Two issues of algorithmic collusion are addressed in this paper. First, we show that in a general class of symmetric games, including Prisoner's Dilemma, Bertrand competition, and any (nonlinear) mixture of first and second price auction, only (strict) Nash Equilibrium (NE) is stochastically stable. Therefore, the tacit collusion is driven by failure to learn NE due to insufficient learning, instead of learning some strategies to sustain collusive outcomes. Second, we study how algorithms adapt to collusion in real simulations with insufficient learning. Extensive explorations in early stages and discount factors inflates the Q-value, which interrupts the sequential and alternative price undercut and leads to bilateral rebound. The process is iterated, making the price curves like Edgeworth cycles. When both exploration rate and Q-value decrease, algorithms may bilaterally rebound to relatively high common price level by coincidence, and then get stuck. Finally, we accommodate our reasoning to simulation outcomes in the literature, including optimistic initialization, market design and algorithm design.

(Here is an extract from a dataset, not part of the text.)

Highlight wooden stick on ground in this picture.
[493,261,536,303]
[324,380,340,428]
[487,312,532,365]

翻译：本文探讨了算法合谋的两个核心问题。首先，我们证明，在一类广泛的对称博弈（包括囚徒困境、伯特兰竞争以及任何（非线性）一价与二价拍卖的混合形式）中，只有（严格）纳什均衡是随机稳定的。因此，默示合谋的产生是由于学习不足导致无法习得纳什均衡，而非习得了维持合谋结果的策略。其次，我们研究了在真实模拟中，算法如何在学习不足的情况下适应合谋。早期阶段的大量探索和折扣因子会抬高Q值，这打断了连续且交替的降价行为，并导致双方价格反弹。该过程不断迭代，使得价格曲线呈现出埃奇沃思周期的形态。当探索率和Q值均下降时，算法可能偶然地共同反弹至相对较高的共同价格水平，随后陷入停滞。最后，我们将上述推理与文献中的模拟结果（包括乐观初始化、市场设计和算法设计）进行了适配。